At the end of this cumulative 20 week period, Dr. Sasmaz and Dr. Arican examined the efficiency of this novel azelaic acid treatment by conducting a clinical examination on the subject participants.
During this examination, each of the subject’s scalps were awarded a Terminal Hair Regrowth Score on a scale from 0 to 2. In this scale, a 0 indicated an inadequate response, a 1 indicated a partial response, and a 3 indicated a complete response. At week 20, the Average Terminal Hair Re-growth Scores were as follows:
Azelaic acid group
- 27 (Margin of Error: +/- 0.9)
- 37 (Margin of Error: +/- 0.8)
This shows both subjects who applied 20% azelaic acid and subjects who applied 0.5% anthralin finished the study with similarly positive results. Since the Average Terminal Regrowth Scores were all over 1, there was a demonstrative overall response to treatment.
In fact, a complete response was observed in 53.3% of cases in the azelaic acid cream group and 56.2% of cases in the anthralin cream group. In addition, subjects who were recorded as having a complete response had no new bald patches develop during the study period, suggesting that the azelaic acid treatment could help control the condition outside of the treated area.
Dr. Sasmaz and Dr. Arican concluded that, while more research into the subject was definitely needed, azelaic acid could be an effective topical therapy for patchy alopecia areata since it yielded similar results to the proven effects of anthralin.
This study is not without its faults, however. Dr. Sasmaz and Dr. Arican used a fairly small sample size in their experiment. In addition, there was no reported follow up for the study to assess the long term effects of treatment. Even the use of anthralin as a comparison tool has been questioned by other scientists due to a lack of certainty in its usefulness (8).
How to Try Out Azelaic Acid Yourself
Since there are promising results linking azelaic acid to a drop in DHT levels and a reduction of alopecia areata symptoms, it may be worth your while to try this product out for yourself.
It is recommended that you add azelaic acid to your normal regime rather than substituting it as a treatment, especially if you are currently using an FDA approved hair product such as Minoxidil or Propecia. There are a variety of topical products you can buy which contain azelaic acid:
- Scalp creams and conditioner for alopecia containing azelaic acid
- The FDA approved acne creams I mentioned earlier in the article
- Shops selling natural supplements often have vials containing azelaic acid
Apply the cream or other topical solution daily for the best results.
Learn more about Lipogaine which contains minoxidil and azelaic acid.
Possible Side Effects and Warnings
While azelaic acid works for most people with no complications, this product is not recommended for those with sensitive skin or eczema.
This product is also not recommended for people with darkly pigmented skin because the effects of azelaic acid on people with dark complexions are not yet fully known (14).
Though azelaic acid has a very low toxicity, there have been cases in which mild skin irritation has occurred. Do not apply this cream to the eyes, mouth, nose, or genitalia. Keep the area on which you applied azelaic acid uncovered. Never apply azelaic acid to skin that has been effected by elements that cause inflammation or redness including (13):
- Excessive dryness
- A wound
If you have one or more of the following side effects after starting this treatment, contact your doctor immediately:
- Severe burning, stinging, or warmth
- Severe itching or tingling
- Severe redness, dryness, peeling, or other irritation
- Changes in skin color
Azelaic Acid is a novel treatment for baldness that many people swear by, though more research is needed to prove whether the product is clinically effective.

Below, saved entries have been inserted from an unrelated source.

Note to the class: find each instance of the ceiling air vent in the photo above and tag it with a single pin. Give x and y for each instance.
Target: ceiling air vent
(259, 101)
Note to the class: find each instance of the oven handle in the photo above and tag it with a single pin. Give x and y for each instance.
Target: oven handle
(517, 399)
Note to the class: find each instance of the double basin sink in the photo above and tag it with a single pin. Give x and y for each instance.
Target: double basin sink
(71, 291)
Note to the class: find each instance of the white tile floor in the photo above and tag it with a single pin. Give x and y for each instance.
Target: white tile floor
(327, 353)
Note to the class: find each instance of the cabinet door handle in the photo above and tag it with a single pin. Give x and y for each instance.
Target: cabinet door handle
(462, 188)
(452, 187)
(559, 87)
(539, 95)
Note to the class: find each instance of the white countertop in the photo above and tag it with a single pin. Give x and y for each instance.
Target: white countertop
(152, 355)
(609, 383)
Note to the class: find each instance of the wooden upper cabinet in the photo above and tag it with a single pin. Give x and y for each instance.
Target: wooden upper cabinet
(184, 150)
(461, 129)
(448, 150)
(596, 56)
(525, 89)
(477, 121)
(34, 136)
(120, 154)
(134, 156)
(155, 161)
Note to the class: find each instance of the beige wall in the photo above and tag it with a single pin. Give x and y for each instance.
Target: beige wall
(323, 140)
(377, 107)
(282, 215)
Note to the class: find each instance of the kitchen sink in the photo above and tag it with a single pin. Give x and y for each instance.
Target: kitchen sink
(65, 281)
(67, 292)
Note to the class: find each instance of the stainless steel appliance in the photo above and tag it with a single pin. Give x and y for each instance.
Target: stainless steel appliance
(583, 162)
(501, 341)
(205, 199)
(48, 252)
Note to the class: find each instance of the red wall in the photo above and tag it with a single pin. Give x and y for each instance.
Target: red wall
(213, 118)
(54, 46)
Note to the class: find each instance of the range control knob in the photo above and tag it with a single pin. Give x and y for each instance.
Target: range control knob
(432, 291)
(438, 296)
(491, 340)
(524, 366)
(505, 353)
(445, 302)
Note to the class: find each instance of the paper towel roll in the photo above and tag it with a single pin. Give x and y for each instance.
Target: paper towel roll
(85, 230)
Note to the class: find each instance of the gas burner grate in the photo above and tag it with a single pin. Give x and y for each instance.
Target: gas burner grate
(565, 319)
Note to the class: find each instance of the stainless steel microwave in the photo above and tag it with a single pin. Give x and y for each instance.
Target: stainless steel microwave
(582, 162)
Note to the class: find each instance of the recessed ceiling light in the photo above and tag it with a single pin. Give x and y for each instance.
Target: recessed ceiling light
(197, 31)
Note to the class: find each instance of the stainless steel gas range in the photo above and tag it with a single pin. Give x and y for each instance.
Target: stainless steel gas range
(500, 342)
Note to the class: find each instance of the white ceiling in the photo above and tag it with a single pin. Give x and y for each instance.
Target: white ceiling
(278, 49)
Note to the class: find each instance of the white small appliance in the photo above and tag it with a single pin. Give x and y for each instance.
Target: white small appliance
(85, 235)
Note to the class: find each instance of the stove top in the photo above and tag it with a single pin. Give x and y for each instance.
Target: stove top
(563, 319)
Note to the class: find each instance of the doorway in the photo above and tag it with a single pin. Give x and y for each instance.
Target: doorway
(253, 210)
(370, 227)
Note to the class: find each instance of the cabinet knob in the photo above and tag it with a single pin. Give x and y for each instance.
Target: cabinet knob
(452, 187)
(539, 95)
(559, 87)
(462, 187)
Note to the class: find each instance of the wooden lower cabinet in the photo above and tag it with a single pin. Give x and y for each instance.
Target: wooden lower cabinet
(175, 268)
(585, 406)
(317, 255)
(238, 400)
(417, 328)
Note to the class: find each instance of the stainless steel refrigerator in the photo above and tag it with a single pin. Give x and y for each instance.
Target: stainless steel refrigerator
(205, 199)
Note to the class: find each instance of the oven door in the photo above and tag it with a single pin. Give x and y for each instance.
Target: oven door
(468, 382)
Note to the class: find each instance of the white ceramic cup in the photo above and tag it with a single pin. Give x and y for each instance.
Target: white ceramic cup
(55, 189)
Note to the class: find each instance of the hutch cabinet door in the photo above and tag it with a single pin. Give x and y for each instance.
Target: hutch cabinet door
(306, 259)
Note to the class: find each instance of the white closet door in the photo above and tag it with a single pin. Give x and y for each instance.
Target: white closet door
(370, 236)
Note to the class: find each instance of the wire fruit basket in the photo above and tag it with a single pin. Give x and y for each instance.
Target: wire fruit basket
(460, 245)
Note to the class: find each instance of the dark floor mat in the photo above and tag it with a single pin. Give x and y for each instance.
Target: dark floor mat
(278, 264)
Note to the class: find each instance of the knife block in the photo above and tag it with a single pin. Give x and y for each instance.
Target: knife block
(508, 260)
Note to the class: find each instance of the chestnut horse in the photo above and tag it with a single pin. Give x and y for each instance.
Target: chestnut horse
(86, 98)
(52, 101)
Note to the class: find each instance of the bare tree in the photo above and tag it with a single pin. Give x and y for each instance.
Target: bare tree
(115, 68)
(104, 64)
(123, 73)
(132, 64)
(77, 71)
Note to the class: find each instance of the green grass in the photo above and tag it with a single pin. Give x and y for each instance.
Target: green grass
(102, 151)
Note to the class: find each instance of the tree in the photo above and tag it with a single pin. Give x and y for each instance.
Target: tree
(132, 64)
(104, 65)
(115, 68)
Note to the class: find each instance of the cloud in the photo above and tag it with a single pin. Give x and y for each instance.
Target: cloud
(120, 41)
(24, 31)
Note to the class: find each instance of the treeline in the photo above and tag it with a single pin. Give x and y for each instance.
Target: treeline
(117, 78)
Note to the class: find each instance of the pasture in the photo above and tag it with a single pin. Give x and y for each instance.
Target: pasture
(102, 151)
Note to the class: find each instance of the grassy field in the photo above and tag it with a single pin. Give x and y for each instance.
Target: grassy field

Based on your skin conditions and current state of alopecia, you can determine whether you would like to add an azelaic acid cream to your daily hair maintenance regime.
Without further evidence to prove the effectiveness of Azelaic acid we recommend sticking to FDA approved treatments and consulting a qualified medical professional or hair loss specialist if you’re worried about hair loss.